If you’re buying this book to take on holiday, pack an extra bag. It’s huge. The hardback ran to well over 600 pages; we’re talking about a saga here, folks; a looping, swooping narrative that spans generations and almost violent cultural changes. The Butterfly Room is anything but a gentle-winged tale: it’s a great big, magnificent, stonking story of a book. Brace yourselves.
I loved it from the first page. The opening chapter is set in June 1943, where we find ourselves watching a poignant, almost painful, relationship between father and daughter Lawrence and Posy.
Lawrence is a Spitfire pilot, home on leave while he recovers from injuries suffered when he was shot down. ‘Home’ is a bit of an understatement: Lawrence is lord of all he surveys at Admiral House just outside Southwold in Suffolk. The house and grounds are what may pass for a country estate; a gorgeous rural dwelling surrounded by woodland, parkland and meadows. The war that has brought Lawrence so low – temporarily – seems a world away. He spends his days of recovery searching for rare butterflies with his ‘darling girl’, daughter Posy. Her mother tolerates their companionship with a tight smile and barbed comments. She is French, her own country writhing under the Nazi jackboot, and the tension in Admiral House is palpable.
Riley’s description of a summer spent in idle pursuits while the world outside the estate’s gates writhes and burns and suffers is beautifully drawn. She had me from page one. She had me to the end. A stunning, sophisticated, stupendous saga.
After the opening flashback, we find Posy approaching her seventieth birthday. That wartime summer is, literally, a lifetime away. But she is still living in Admiral House; still relishing her beautiful family home. Her beloved father is long-dead, but Posy has built a life for herself without him. She remembers her idyllic childhood, catching butterflies with her father and trying to push away thoughts of his return to do battle in the skies, but the arrival of her own children has given her a potent new reality.

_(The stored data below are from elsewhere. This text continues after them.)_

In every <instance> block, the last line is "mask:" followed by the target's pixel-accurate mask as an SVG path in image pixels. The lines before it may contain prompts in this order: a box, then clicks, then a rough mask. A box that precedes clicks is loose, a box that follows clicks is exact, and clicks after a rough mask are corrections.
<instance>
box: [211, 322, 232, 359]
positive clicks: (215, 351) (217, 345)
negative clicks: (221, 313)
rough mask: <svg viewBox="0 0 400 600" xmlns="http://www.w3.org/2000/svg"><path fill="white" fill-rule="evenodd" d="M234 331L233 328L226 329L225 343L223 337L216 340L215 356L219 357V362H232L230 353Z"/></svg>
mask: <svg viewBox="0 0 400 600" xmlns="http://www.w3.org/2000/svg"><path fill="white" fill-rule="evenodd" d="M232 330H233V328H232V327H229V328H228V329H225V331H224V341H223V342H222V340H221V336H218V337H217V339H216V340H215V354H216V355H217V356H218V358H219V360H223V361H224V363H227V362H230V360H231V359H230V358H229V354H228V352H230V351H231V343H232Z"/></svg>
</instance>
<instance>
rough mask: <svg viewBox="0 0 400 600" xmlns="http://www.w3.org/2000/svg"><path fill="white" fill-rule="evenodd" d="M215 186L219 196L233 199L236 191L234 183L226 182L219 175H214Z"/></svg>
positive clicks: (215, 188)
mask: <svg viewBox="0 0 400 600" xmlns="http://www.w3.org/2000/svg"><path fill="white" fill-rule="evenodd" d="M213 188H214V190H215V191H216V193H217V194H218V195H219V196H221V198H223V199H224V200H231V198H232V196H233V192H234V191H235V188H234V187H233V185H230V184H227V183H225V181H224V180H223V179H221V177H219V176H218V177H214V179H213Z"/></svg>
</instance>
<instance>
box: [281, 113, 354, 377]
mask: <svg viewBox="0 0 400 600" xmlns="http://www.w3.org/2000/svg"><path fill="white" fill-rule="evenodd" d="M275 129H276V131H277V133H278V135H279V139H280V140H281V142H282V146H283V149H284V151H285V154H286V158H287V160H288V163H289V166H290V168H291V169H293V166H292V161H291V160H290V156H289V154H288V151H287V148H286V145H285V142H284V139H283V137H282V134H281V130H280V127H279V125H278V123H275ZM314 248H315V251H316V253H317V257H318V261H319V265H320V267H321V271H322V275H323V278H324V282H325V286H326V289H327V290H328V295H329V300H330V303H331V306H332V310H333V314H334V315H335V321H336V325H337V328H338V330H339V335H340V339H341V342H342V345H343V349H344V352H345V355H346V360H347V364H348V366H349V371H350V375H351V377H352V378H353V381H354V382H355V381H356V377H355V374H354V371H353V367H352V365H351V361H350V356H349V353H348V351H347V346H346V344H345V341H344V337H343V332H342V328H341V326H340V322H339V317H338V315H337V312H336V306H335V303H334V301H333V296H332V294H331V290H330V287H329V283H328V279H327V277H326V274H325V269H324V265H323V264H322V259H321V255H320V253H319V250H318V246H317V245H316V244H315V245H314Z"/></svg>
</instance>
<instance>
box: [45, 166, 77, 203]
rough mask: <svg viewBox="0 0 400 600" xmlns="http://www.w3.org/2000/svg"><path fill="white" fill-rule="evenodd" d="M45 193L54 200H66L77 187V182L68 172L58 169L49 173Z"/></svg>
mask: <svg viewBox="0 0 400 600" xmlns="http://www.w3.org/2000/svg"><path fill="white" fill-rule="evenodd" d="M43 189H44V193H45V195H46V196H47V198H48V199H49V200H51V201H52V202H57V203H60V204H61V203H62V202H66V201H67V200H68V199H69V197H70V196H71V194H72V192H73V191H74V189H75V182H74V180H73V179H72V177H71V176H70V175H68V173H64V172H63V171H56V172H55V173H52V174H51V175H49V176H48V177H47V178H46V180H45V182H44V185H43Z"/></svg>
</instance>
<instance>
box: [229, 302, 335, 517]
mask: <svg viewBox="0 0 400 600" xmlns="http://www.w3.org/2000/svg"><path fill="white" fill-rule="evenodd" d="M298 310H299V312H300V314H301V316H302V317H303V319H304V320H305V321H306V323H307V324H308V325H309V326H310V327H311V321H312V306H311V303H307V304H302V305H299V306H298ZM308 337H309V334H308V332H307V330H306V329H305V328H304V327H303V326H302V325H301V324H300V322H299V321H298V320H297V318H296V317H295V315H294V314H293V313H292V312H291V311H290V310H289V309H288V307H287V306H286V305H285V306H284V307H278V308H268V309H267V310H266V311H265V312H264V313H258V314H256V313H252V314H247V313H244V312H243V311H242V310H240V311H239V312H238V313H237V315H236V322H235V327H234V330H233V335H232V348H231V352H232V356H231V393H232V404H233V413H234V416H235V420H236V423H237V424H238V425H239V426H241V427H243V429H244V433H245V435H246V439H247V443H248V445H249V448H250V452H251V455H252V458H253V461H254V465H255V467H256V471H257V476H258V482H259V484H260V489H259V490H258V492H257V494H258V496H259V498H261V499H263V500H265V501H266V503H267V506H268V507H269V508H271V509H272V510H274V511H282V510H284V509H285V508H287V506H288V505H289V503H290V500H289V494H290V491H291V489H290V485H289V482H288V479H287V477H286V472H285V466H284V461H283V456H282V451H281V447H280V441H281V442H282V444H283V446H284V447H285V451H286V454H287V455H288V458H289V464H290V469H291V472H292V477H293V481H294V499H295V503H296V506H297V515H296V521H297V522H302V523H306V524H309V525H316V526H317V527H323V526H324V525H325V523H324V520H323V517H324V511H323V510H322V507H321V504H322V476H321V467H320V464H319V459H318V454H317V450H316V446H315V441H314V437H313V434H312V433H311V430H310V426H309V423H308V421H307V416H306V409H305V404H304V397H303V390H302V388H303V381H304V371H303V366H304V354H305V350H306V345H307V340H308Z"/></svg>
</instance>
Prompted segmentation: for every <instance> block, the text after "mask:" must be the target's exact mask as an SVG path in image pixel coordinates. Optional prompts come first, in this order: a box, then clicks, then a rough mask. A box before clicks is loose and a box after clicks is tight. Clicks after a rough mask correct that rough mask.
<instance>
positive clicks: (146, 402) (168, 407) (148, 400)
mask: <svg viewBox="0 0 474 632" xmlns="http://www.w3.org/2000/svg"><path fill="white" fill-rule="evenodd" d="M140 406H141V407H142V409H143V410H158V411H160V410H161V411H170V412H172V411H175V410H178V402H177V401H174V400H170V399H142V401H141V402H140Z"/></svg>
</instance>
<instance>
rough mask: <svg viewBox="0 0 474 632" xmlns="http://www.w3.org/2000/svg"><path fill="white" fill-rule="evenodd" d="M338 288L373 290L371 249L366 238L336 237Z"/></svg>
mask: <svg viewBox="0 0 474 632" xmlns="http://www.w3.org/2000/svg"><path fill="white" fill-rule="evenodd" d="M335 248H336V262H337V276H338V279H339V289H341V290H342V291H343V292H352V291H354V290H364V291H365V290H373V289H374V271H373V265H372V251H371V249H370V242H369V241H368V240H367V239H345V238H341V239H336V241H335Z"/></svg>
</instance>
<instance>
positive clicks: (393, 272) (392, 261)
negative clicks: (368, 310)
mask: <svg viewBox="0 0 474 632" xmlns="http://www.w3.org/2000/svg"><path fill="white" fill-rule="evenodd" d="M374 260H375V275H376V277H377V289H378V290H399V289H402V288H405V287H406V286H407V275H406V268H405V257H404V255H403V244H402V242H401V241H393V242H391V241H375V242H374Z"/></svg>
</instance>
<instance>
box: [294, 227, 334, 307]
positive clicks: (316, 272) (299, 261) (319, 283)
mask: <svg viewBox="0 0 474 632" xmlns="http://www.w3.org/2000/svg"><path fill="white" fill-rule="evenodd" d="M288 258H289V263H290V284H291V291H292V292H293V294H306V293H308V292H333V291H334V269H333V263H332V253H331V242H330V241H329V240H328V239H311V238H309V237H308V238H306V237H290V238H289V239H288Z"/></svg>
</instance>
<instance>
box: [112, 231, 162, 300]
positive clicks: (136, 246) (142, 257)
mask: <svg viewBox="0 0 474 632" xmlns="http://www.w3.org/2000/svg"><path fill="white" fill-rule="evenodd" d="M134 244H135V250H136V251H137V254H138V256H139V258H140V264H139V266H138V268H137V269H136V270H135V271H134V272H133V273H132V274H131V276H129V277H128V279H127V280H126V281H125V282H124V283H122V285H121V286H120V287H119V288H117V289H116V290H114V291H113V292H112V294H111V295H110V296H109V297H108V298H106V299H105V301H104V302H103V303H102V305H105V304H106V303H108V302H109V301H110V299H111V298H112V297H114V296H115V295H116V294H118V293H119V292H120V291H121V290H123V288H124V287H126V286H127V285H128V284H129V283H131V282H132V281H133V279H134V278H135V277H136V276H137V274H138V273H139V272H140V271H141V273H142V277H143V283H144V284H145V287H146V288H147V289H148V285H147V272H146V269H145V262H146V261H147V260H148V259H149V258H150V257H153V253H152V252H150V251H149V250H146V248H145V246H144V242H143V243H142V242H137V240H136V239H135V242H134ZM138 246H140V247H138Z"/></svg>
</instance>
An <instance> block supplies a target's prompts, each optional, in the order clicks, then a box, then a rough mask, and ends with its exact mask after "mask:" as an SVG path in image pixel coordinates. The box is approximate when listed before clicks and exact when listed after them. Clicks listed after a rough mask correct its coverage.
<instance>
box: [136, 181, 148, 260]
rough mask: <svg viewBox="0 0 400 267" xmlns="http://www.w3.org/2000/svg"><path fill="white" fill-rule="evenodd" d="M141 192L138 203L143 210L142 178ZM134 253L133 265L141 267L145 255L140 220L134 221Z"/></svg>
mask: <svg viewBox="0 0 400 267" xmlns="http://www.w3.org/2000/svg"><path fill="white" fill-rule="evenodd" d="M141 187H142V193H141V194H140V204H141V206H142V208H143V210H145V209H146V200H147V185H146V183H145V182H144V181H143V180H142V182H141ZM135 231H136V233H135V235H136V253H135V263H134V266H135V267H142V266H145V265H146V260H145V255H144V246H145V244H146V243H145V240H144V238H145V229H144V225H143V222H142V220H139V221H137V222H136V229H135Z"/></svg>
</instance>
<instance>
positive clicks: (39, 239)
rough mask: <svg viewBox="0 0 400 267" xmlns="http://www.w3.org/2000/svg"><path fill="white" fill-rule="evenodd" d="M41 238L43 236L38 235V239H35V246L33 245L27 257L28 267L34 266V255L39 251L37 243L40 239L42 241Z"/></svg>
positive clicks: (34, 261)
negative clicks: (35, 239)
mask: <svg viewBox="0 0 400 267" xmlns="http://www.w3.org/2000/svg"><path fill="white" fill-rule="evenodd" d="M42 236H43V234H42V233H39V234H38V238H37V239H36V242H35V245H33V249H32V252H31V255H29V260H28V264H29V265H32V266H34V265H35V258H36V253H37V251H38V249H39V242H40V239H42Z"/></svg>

Now, Posy must come to a painful decision. She has spent more than a quarter of a century tending to Admiral House and improving its beautiful gardens, but that time is passing. The house itself is crumbling; the gardens are impossible to maintain. It is time to sell. Time to move. Time to say goodbye to everything that defines her.
And then the past returns to throw everything into chaos and confusion. Posy’s first love is back – fifty years after he left her broken-hearted. Freddie. Can Posy trust his renewed promises of love? And what of her children; useless businessman Sam and younger son Nick who suddenly re-appears after ten years in Australia?
The Butterfly Room is a real Forsythe Saga of a novel; layered, complex, fascinating and, in the end, deeply satisfying. Put your feet up, settle back, and enjoy.